Beijing Style Stewed Eggplant with Minced Pork (肉末茄子煲)
肉末茄子煲 (Beijing Style Stewed Eggplant with Minced Pork) is a classic dish in Beijing cuisine, known for its savory and aromatic flavors. This recipe combines tender eggplant with flavorful minced pork, creating a delicious and comforting dish that pairs perfectly with steamed rice.
Ingredients
- 2 medium-sized eggplants, cut into cubes
- 250g minced pork
- 3 cloves garlic, minced
- 1 tablespoon ginger, minced
- 2 green onions, chopped
- 2 tablespoons soy sauce
- 1 tablespoon Shaoxing wine
- 1 teaspoon sugar
- 1/2 cup chicken broth
- 2 tablespoons vegetable oil
- Salt and pepper to taste
Instructions
- Heat vegetable oil in a wok or deep pan over medium heat.
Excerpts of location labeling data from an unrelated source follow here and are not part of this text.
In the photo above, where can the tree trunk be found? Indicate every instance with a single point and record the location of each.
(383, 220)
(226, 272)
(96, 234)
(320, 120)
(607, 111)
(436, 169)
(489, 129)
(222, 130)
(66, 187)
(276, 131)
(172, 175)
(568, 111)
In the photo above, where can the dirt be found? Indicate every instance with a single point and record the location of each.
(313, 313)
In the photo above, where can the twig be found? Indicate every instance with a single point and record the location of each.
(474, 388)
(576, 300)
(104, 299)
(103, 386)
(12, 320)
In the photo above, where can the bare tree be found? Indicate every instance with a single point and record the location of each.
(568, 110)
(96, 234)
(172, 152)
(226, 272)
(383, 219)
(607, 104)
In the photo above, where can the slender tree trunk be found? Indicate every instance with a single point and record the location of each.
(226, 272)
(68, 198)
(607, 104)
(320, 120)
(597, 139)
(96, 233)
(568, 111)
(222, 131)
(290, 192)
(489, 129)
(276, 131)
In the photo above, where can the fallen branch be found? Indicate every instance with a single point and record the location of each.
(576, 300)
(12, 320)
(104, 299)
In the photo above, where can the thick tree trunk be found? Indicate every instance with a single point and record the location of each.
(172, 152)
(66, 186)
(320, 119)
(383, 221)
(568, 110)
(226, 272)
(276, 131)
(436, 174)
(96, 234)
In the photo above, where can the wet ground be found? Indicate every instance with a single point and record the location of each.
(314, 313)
- Add minced garlic, ginger, and green onions. Sauté until fragrant.
- Add minced pork and cook until browned.
- Stir in soy sauce, Shaoxing wine, and sugar. Mix well.
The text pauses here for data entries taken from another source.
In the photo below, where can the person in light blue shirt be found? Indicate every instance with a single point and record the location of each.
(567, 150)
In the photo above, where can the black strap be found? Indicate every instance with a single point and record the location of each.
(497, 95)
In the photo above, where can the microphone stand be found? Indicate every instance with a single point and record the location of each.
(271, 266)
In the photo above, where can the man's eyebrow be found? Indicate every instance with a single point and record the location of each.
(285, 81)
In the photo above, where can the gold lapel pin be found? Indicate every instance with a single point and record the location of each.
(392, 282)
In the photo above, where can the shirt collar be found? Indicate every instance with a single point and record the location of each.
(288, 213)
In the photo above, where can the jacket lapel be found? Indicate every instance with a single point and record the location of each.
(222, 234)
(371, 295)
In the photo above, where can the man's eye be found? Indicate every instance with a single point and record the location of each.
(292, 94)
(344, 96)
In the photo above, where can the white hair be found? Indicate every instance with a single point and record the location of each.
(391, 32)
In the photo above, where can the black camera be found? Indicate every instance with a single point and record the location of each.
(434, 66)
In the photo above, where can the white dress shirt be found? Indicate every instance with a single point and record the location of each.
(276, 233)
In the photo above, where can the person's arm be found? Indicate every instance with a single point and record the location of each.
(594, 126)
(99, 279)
- Add the cubed eggplants and stir to combine with the pork mixture.
- Pour in chicken broth and bring to a simmer. Cover and cook for 15-20 minutes, or until the eggplants are tender.
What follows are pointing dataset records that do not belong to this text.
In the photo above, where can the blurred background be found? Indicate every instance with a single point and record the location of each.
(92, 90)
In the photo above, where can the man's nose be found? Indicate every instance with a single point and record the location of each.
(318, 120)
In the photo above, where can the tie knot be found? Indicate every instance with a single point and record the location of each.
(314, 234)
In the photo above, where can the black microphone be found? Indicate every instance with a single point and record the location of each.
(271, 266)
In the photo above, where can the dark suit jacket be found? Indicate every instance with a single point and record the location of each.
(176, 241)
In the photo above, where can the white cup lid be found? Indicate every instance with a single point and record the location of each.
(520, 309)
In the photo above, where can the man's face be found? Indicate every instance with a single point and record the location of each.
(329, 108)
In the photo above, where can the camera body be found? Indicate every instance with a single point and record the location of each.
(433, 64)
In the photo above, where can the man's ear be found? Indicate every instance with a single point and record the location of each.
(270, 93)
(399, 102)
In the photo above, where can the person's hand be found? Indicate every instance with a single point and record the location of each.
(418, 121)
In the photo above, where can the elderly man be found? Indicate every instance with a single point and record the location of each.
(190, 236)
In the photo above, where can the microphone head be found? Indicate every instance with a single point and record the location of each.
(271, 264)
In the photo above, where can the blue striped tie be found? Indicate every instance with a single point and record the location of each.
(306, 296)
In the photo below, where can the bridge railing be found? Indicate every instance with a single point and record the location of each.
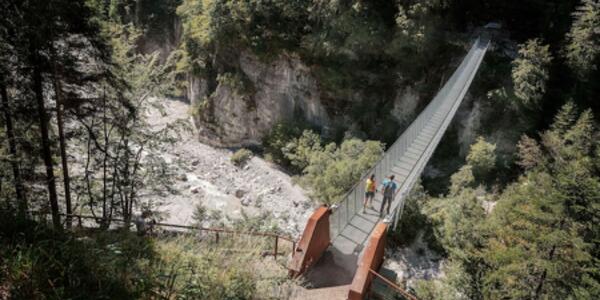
(352, 201)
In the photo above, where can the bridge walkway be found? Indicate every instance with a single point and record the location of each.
(406, 158)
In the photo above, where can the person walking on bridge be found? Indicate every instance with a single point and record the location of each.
(370, 191)
(389, 191)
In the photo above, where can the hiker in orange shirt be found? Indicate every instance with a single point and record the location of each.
(370, 190)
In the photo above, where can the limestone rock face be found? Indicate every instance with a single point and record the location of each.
(282, 89)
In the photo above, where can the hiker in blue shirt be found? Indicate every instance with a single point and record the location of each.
(389, 190)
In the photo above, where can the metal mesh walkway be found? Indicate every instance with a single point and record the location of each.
(406, 159)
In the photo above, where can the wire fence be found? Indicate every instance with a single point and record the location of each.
(228, 240)
(438, 112)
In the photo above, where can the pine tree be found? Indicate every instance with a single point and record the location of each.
(583, 40)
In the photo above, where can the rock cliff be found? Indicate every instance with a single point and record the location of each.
(282, 89)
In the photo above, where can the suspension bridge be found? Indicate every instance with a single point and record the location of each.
(342, 247)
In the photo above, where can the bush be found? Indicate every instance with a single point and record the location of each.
(332, 170)
(39, 263)
(482, 158)
(278, 139)
(412, 220)
(241, 157)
- Season with salt and pepper to taste.
- Transfer to a serving dish and garnish with additional chopped green onions, if desired.
Cooking & Preparation
- Preparation time:
- 20 minutes
- Cooking time:
- 25 minutes
- Total time:
- 45 minutes
- Cooking method
- Stovetop
Nutritional facts per 1 serving
- Calories
- 280 per serving
- Protein
- 18g
- Carbohydrates
- 15g
- Fat
- 16g
Supplies
Wok or Deep Pan Cutting Board Knife Measuring Spoons Measuring Cups Serving Dish
Tools
Stovetop
Serving suggestions
Serve the 肉末茄子煲 with steamed white rice for a complete and satisfying meal.
Tips & tricks
For a spicier version, add a teaspoon of chili garlic sauce or crushed red pepper flakes during cooking.